MultiDiffNet: A Multi-Objective Diffusion Framework for Generalizable Brain Decoding
Mengchun Zhang, Kateryna Shapovalenko, Yucheng Shao, Eddie Guo, Parusha Pradhan
TL;DR
MultiDiffNet tackles the core challenge of generalizing EEG decoding across unseen subjects by learning a compact, shared latent space $z$ through a jointly trained conditional DDPM, a discriminative encoder, and a generative decoder. The framework avoids synthetic augmentation by leveraging multi-objective optimization (classification, reconstruction, and contrastive learning) and augments representation quality with temporal mixup strategies.

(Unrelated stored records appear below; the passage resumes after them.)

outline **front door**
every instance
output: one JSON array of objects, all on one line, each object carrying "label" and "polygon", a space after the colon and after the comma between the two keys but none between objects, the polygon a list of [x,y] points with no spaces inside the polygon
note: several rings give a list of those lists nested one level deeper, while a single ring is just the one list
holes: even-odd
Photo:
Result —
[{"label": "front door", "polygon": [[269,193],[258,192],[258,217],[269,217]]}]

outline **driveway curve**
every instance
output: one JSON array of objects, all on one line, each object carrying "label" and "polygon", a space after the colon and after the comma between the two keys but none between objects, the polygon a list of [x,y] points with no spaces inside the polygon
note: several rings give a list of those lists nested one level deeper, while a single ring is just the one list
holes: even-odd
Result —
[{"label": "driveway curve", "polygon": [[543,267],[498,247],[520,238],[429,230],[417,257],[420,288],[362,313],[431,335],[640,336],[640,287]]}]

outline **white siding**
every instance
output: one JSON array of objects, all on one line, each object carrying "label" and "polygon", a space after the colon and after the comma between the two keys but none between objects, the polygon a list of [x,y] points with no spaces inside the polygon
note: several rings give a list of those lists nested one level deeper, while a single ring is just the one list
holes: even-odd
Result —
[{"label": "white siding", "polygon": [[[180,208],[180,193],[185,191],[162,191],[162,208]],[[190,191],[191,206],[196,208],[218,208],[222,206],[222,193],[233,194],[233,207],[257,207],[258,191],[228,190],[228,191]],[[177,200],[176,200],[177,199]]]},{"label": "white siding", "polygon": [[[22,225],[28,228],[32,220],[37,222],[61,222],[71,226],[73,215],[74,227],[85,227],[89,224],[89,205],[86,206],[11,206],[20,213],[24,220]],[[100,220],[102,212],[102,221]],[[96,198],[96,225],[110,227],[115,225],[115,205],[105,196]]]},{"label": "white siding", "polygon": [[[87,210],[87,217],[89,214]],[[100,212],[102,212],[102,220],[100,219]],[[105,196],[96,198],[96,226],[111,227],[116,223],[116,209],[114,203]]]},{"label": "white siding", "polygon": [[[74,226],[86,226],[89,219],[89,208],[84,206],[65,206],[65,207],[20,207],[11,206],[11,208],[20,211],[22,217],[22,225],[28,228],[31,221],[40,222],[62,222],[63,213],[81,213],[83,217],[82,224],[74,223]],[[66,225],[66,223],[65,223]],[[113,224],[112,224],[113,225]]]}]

A unified four-task benchmark and a trend-level statistical reporting protocol address reproducibility concerns in low-trial, high-variance EEG research. Empirical results demonstrate improved cross-subject generalization across SSVEP, P300, Motor Imagery, and Imagined Speech, with ablations clarifying the importance of decoding from $z$, lightweight classifiers on $z$, and careful mixup design. The approach offers a reproducible, open-source foundation for subject-agnostic EEG decoding in real-world BCI systems.
Abstract
Neural decoding from electroencephalography (EEG) remains fundamentally limited by poor generalization to unseen subjects, driven by high inter-subject variability and the lack of large-scale datasets to model it effectively. Existing methods often rely on synthetic subject generation or simplistic data augmentation, but these strategies fail to scale or generalize reliably. We introduce \textit{MultiDiffNet}, a diffusion-based framework that bypasses generative augmentation entirely by learning a compact latent space optimized for multiple objectives. We decode directly from this space and achieve state-of-the-art generalization across various neural decoding tasks using subject and session disjoint evaluation. We also curate and release a unified benchmark suite spanning four EEG decoding tasks of increasing complexity (SSVEP, Motor Imagery, P300, and Imagined Speech) and an evaluation protocol that addresses inconsistent split practices in prior EEG research. Finally, we develop a statistical reporting framework tailored for low-trial EEG settings. Our work provides a reproducible and open-source foundation for subject-agnostic EEG decoding in real-world BCI systems.